Donna uccisa nel Palermitano, il racconto shock: uno strangolava l’altro lo riprendeva col cellulare

Mentre uno dei due africani ammazzava la zia, l’altro riprendeva tutto con un cellulare. Questo uno dei particolari choc della confessione di Maria Francesca Castronovo, assassina rea confessa della zia Angela Maria Corona. Un racconto dell’orrore – come scrive il Giornale di Sicilia – che ora si conosce nei minimi dettagli, contenuti nell’ordinanza di custodia firmata dal gip di Termini Imerese, Angela Lo Piparo. Particolari inediti, come la storia del telefonino che potrebbero aprire nuovi scenari nell’indagine condotta dalla procura di Termini Imerese e dai carabinieri di Bagheria. Un delitto di una ferocia inaudita con la parte superiore del cadavere, adesso è scritto su un atto giudiziario, divorata dagli animali selvatici.
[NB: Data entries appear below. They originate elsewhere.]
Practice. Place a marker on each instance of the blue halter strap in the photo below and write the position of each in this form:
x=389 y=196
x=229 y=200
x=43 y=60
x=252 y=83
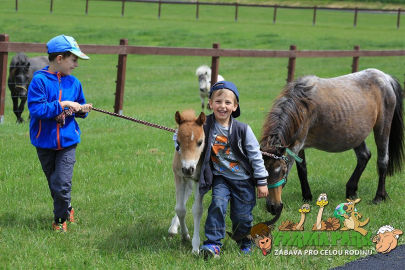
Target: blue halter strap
x=285 y=158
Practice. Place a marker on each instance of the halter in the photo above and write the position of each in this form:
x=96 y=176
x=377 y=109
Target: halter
x=283 y=181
L’arrestata è stata interrogata due volte, alla presenza del suo legale, ed ha ricostruito «un difficilissimo rapporto con la zia – scrive il gip -, che a suo dire l’aveva subissata di angherie da anni. Dopo l’ennesimo violento litigio, la Castronovo «un paio di mesi addietro – ha proseguito l’indagata – è andata a Ballarò dove ha incontrato un ragazzo africano che chiedeva l’elemosina nei pressi di una chiesa. Si era presentato con il nome di “Guizzo”, (poi identificato in Guy Morel Diehi, della Costa D’Avorio, uno degli arrestati) e aveva iniziato a sfogarsi con lui ed a raccontargli le angherie subite dalla zia, chiedendogli da subito se fosse disposto ad aiutarla a dare una lezione alla congiunta: “la volevo morta”, ha detto».
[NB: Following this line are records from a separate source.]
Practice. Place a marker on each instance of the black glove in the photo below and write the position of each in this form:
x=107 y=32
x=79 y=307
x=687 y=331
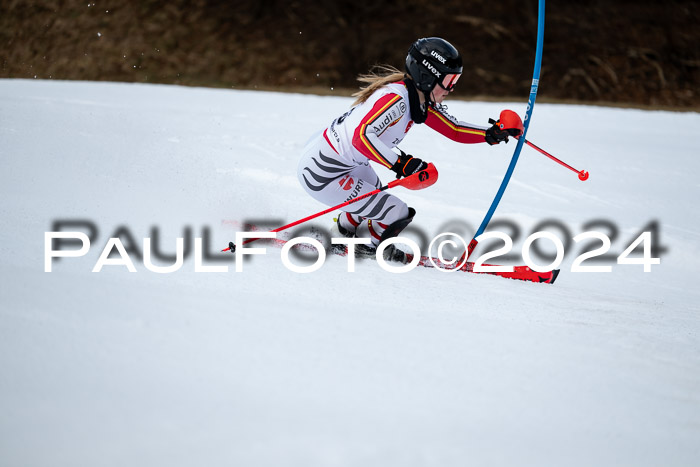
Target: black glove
x=495 y=135
x=407 y=165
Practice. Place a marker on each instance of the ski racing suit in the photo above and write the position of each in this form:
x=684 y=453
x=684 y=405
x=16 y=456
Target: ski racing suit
x=335 y=164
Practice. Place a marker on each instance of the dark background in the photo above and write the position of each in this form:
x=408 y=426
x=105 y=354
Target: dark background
x=633 y=53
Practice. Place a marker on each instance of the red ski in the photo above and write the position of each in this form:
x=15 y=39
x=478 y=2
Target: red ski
x=523 y=273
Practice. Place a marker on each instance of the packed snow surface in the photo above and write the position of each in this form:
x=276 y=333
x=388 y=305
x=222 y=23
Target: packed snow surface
x=269 y=367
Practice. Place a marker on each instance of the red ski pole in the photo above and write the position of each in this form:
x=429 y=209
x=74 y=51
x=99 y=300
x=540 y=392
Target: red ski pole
x=417 y=181
x=582 y=174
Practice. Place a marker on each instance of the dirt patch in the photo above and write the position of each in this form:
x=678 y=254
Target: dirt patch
x=624 y=52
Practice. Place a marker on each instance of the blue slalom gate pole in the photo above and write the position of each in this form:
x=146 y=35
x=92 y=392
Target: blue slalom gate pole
x=526 y=124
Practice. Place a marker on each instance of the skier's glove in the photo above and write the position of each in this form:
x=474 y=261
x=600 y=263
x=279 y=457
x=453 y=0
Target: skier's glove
x=407 y=165
x=495 y=134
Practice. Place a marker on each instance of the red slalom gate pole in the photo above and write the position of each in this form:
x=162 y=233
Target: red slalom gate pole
x=417 y=181
x=582 y=174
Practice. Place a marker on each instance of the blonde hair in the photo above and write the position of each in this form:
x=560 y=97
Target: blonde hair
x=379 y=76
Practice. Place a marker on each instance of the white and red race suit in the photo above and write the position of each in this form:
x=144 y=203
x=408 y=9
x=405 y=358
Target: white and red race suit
x=335 y=165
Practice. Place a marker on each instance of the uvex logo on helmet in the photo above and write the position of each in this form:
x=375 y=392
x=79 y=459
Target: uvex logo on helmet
x=438 y=56
x=432 y=69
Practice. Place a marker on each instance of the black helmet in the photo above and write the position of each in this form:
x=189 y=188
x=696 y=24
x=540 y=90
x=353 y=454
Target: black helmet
x=430 y=60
Il sedicente «Guizzo» non se lo fa ripetere due volte e chiede «un anticipo di 2000 euro che lei gli consegna qualche settimana dopo a Palermo. Ma i due presunti sicari extracomunitari chiedono altri soldi e «qualche giorno prima del delitto, Guizzo si sarebbe presentato a Bagheria pretendendo la consegna di altri 500 euro, altrimenti non si sarebbe occupato dell’omicidio. L’importo complessivo per la missione delittuosa – scrive ancora il gip – era di 15.500 euro, la somma di 10 mila, ovvero l’ultima cospicua parte dell’importo, la Castronovo ha riferito di averla consegnata a “Guizzo” il giorno del delitto, all’interno di una trousse blu scuro».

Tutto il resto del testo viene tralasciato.